Et maintenant; les mauvaises nouvelles. L’EOS R5 est un appareil photo coûteux, en particulier ici au Royaume-Uni. Il est actuellement disponible à la commande à 4199 £. Un peu de l’autre côté de la Manche, il est disponible dans la zone euro pour environ 300 £ moins cher, tandis qu’aux États-Unis, il est moins cher en $ qu’en £. Ça vaut le coup? Je pense que oui. Mais dans un monde et une profession de la photographie qui se dirigent vers une récession post-pandémique, c’est un appel difficile.

Je l’ai déjà dit, je le répète; les caméras individuelles vont et viennent, mais nous achetons d’abord et avant tout un système de caméra. Au cours des deux dernières années, il y a eu et continuera d’être un flux constant de nouveaux objectifs RF à venir, comme le RF 100-500mm f4.5-7.1 L IS, qui a 100 mm de plus de portée mais est 13% plus léger. et seulement 7,5% plus long que l’EF 100-400 mm. Le système EOS R est maintenant, avec l’ajout des R5 et R6, assez complet. L’avenir de Canon et de moi est clairement sans miroir. J’ai décidé de passer à la technologie sans miroir en route vers le Mexique, où la portabilité de mon sac est emballée avec la combinaison polyvalente d’EOS R, RF 15-35 mm f2,8 L, RF 50 mm f1,2 L et RF 70-200 mm f2,8 L a tranché la question. Cet essai sur le terrain vient de confirmer la sagesse de cette décision, car la polyvalence de cette configuration sera considérablement augmentée avec le remplacement de l’EOS R5 par sa qualité d’image, sa vitesse, ses performances en basse lumière, sa stabilisation d’image et ses capacités de mise au point.
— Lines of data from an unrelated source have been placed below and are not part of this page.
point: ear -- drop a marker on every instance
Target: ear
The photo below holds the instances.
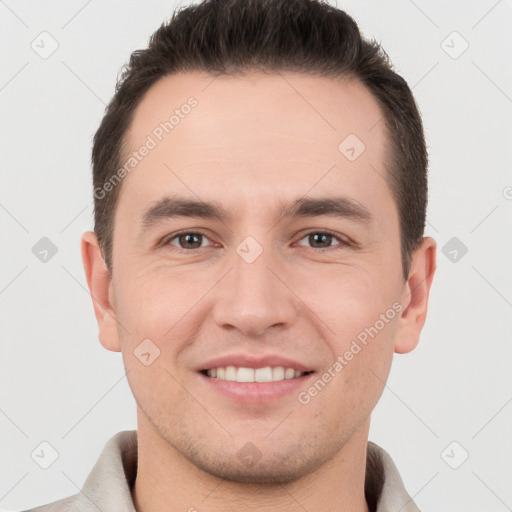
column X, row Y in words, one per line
column 414, row 297
column 101, row 289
C’est un appareil photo qui peut, après tout, tout faire. Que ce soit révolutionnaire, seul le recul le déterminera, mais c’est un outil incroyablement polyvalent pour tout type de photographie, et une vraie joie à utiliser. Je dois en conclure que c’est le meilleur appareil photo que j’ai jamais utilisé. Oui, j’ai mentionné quelques points négatifs dans cette revue, mais ils sont sans importance en ce qui concerne la qualité d’image et les performances exceptionnelles de cet appareil photo fonctionnel.

Au cours des 10 dernières années ou plus, j’ai découpé et changé entre différentes caméras en fonction de ce que je filmais. Mais trop souvent, je finissais par photographier un castor dans un étang à Algonquin avec le 5DS R et un paysage avec le 1Dx. Le vieil adage selon lequel le meilleur appareil photo est celui entre vos mains en ce moment est tellement vrai, donc un appareil photo polyvalent qui peut tout bien faire sans compromettre la qualité d’image est clairement la voie à suivre. Il semble que le R5 sera mon appareil photo de choix pendant quelques années, où que je sois et quoi que je photographie. De plus, étant donné la portabilité du système, c’est une caméra que je suis plus susceptible d’avoir avec moi lorsque j’en ai besoin.

Je vais terminer en mentionnant un aspect de la photographie qui est rarement mentionné dans les critiques d’appareils photo; jouissance. J’ai adoré photographier avec l’EOS R5. Ce fut une année difficile pour nous tous dans cette profession, comme tant d’autres, mais alors que les appareils photo ne sont qu’un outil et que la joie de la photographie est vraiment une question d’images et d’expériences, tester les limites de cet outil impressionnant a donné une grande satisfaction.